Wade had studied computing at university, more to satisfy his parents than from any interest in the subject, and during all his holidays he had worked as a waiter. When he’d finally graduated — with a decent degree because, despite his lack of interest, he was actually quite good at the keyboard — he’d gone straight to London and found a job in a bistro in Southwark.
Wade loved the front-of-house part, the bit where he got to deal with customers. He didn’t enjoy cooking, and could think of nothing worse than standing in front of a stove all day. He enjoyed the company of chefs, especially drinking with them after hours or tasting something they had created, but he’d never had any desire to work alongside them. Chefs never really got to see the customers enjoying the fruits of their labour: full plates went out and, hopefully, empty ones came back, but they missed the whole process in between. That was the part Wade liked — watching people enjoy themselves, and sharing in the experience. He didn’t plan to stay a waiter for ever, though. His ambition was to be a maître d’ in one of the capital’s best restaurants. The Ivy, maybe, or Scott’s, but that was for the future. Today he was just happy to be busy.

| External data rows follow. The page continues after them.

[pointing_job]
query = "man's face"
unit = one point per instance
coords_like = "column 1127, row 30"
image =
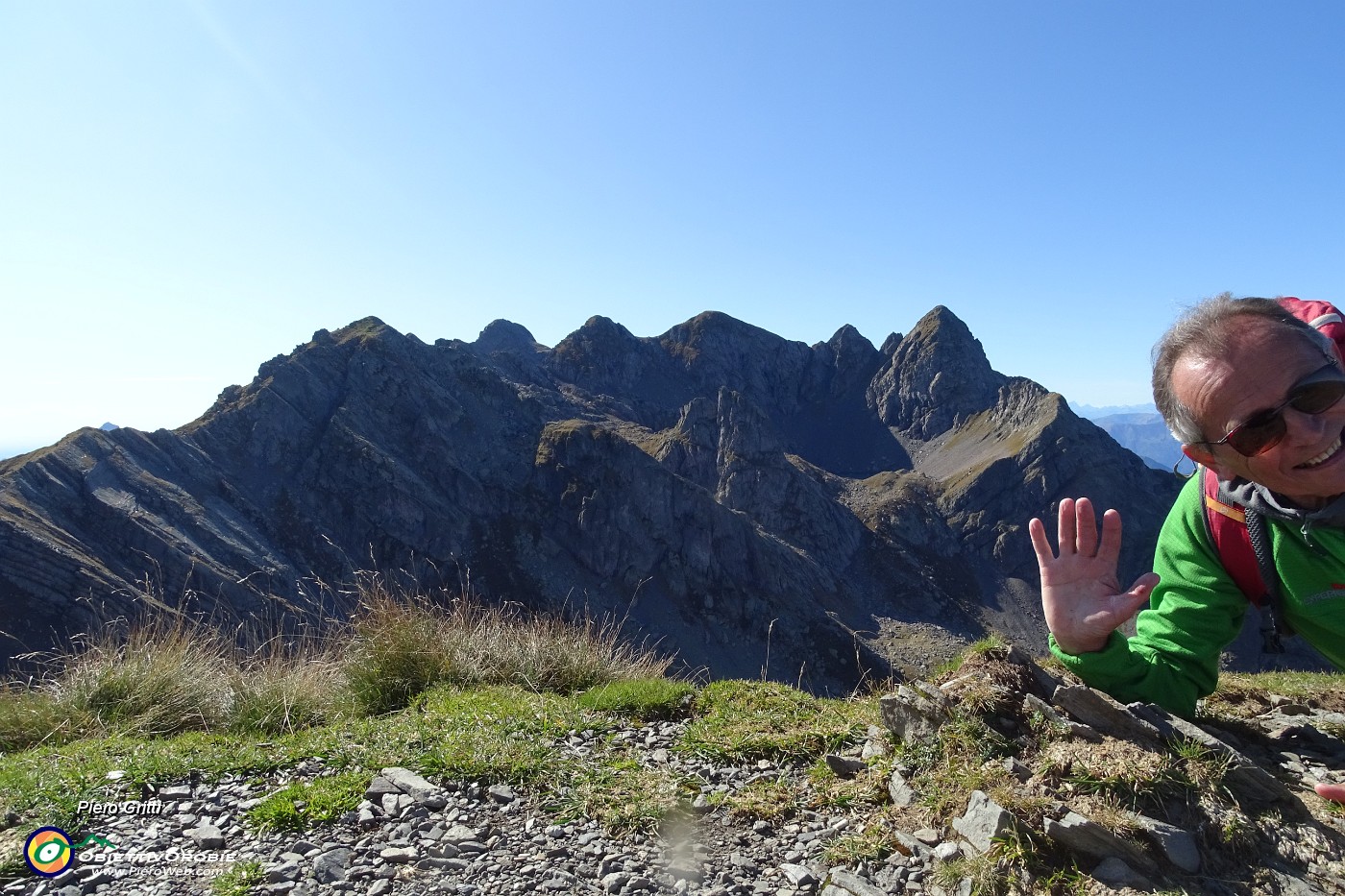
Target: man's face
column 1263, row 362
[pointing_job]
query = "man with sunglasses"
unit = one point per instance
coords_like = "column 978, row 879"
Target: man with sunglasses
column 1254, row 395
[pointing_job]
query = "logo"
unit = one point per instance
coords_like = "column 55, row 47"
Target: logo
column 49, row 852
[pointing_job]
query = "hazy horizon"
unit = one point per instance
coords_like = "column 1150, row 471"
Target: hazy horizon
column 192, row 187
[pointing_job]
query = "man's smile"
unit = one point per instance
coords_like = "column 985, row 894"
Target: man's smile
column 1322, row 458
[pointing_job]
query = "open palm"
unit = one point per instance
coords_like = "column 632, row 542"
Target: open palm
column 1080, row 593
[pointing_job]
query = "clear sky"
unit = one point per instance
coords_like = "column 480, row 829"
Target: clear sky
column 191, row 187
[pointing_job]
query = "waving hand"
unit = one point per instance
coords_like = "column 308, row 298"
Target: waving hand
column 1080, row 593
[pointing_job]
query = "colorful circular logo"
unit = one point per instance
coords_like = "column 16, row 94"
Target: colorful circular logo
column 49, row 852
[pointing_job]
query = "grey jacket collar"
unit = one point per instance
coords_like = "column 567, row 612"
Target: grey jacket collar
column 1268, row 503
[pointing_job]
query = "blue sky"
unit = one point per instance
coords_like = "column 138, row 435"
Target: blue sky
column 188, row 188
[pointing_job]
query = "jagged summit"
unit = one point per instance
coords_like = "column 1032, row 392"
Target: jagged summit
column 699, row 485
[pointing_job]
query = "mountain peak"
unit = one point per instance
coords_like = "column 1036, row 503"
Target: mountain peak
column 506, row 335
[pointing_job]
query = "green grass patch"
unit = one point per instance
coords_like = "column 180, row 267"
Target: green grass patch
column 748, row 720
column 642, row 698
column 623, row 795
column 305, row 805
column 238, row 880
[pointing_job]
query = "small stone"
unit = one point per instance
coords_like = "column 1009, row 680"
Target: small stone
column 397, row 855
column 208, row 837
column 844, row 765
column 797, row 875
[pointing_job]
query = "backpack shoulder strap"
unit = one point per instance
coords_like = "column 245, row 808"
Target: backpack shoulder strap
column 1321, row 315
column 1239, row 537
column 1227, row 526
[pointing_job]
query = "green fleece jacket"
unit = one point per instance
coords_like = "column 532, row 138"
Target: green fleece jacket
column 1196, row 610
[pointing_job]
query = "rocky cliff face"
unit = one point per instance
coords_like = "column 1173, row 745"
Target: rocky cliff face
column 816, row 513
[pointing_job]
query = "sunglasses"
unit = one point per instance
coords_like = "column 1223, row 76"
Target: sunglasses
column 1315, row 393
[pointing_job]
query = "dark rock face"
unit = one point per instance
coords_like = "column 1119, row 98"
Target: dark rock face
column 818, row 513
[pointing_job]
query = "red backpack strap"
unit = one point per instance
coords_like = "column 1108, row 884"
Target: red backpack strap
column 1227, row 526
column 1322, row 315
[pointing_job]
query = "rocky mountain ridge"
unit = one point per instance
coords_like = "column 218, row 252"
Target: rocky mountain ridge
column 817, row 514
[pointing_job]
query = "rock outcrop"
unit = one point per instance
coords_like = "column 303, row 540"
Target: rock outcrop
column 817, row 514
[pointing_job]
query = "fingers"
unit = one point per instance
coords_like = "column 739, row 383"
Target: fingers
column 1139, row 593
column 1110, row 546
column 1087, row 527
column 1065, row 527
column 1039, row 541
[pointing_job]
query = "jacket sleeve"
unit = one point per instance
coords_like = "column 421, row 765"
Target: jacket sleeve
column 1193, row 614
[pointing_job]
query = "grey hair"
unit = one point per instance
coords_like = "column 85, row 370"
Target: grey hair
column 1206, row 329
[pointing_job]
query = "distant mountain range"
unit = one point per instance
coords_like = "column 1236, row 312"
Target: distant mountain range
column 816, row 513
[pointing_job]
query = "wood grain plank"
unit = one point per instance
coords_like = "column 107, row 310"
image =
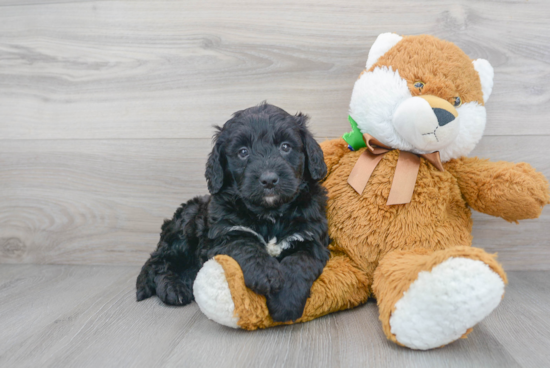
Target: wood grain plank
column 513, row 324
column 102, row 202
column 67, row 316
column 141, row 69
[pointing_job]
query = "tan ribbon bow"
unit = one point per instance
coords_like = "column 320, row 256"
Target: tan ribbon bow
column 405, row 175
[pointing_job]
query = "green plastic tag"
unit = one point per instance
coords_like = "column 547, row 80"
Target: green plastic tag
column 354, row 138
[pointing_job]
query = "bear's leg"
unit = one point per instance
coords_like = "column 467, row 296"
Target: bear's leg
column 222, row 296
column 428, row 299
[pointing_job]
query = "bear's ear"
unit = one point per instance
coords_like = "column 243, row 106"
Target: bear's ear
column 384, row 42
column 486, row 74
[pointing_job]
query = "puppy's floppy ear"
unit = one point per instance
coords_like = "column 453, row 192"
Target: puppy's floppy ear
column 214, row 169
column 315, row 159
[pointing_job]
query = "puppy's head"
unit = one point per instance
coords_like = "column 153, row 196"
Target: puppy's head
column 264, row 155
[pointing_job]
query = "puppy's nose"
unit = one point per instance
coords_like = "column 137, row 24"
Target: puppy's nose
column 269, row 179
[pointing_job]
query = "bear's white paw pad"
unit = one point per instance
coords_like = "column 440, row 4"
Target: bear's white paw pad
column 213, row 296
column 441, row 305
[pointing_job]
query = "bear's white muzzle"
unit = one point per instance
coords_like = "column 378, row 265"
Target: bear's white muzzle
column 429, row 123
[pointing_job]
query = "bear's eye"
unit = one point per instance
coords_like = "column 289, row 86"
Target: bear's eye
column 243, row 153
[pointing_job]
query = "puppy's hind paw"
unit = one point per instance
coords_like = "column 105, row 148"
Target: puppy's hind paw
column 143, row 293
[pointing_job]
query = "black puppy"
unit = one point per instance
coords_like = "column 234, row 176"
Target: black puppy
column 266, row 211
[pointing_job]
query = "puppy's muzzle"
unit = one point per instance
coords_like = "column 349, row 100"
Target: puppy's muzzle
column 427, row 122
column 269, row 179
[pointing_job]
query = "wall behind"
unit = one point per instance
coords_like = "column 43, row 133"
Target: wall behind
column 107, row 107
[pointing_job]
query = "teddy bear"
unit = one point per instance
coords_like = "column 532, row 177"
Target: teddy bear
column 401, row 189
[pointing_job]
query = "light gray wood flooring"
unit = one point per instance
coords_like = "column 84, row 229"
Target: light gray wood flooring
column 107, row 107
column 106, row 114
column 86, row 316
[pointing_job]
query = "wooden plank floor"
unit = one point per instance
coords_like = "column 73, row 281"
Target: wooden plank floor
column 86, row 316
column 107, row 107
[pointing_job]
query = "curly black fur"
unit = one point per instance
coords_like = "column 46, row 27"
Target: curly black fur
column 263, row 175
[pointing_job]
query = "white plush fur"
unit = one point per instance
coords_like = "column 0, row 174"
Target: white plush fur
column 375, row 97
column 384, row 42
column 213, row 296
column 415, row 120
column 441, row 305
column 472, row 124
column 378, row 94
column 486, row 75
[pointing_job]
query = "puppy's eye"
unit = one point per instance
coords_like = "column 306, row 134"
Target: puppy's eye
column 418, row 85
column 243, row 152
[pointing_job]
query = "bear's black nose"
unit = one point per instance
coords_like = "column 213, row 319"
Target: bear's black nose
column 269, row 179
column 443, row 116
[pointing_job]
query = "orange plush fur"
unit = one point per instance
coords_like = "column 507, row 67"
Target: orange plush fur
column 379, row 250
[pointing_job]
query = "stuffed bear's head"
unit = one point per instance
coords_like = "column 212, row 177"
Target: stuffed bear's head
column 422, row 94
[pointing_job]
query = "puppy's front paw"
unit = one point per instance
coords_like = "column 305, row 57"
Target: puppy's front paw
column 172, row 291
column 264, row 279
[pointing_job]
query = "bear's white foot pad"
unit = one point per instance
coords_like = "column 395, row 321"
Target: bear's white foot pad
column 213, row 296
column 442, row 304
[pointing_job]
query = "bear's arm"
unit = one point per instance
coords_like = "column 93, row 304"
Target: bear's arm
column 504, row 189
column 333, row 151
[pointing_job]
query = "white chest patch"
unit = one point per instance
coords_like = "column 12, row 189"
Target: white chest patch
column 273, row 248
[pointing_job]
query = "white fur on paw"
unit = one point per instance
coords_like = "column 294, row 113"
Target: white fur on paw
column 213, row 296
column 442, row 304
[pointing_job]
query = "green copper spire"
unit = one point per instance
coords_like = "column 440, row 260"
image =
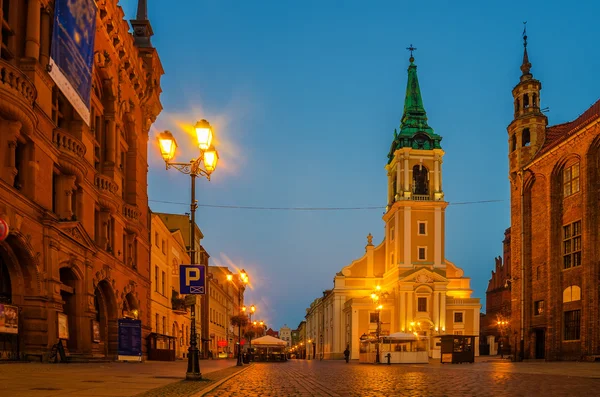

He had finished taking the order of table eight, three suited businessmen he’d persuaded to try the sea bass special and upsold on the wine, when he saw the Asian man walk in through the door. He was young, brown-skinned, bearded, and wearing a cheap raincoat. Wade was pretty sure he was looking for work. At least a dozen people a day dropped in their CVs, but he still smiled professionally in case the man was a customer. ‘Do you have a reservation, sir?’ he asked.
The man didn’t say anything but he looked around as if searching for someone.
‘I’m sorry, we’re totally full,’ said Wade. ‘Or are you here to meet someone?’ The man didn’t seem to be listening. He was still looking around, deep furrows in his forehead. Wade heard someone behind him calling for a new bottle of wine. ‘We’re full,’ he said again. ‘We might have something in an hour, but I can’t promise.’
The man’s right hand lashed out and grabbed Wade’s. Then he clamped something metallic around Wade’s wrist. ‘What the fuck?’ shouted Wade. ‘Get the hell away from me.’
He pushed the man in the chest and he staggered back but the chain linking them snapped taut.
‘What have you done?’ Wade yelled. The man began to unbutton his coat but Wade yanked his arm with the chain. ‘Get this off!’
‘I can’t. I don’t have the key,’ said the man. He continued unbuttoning his coat and Wade stared in horror as the suicide vest was revealed. ‘Don’t push me again,’ said the man. ‘I don’t know what it takes to set this thing off.’
‘It’s a bomb,’ said Wade, his eyes widening.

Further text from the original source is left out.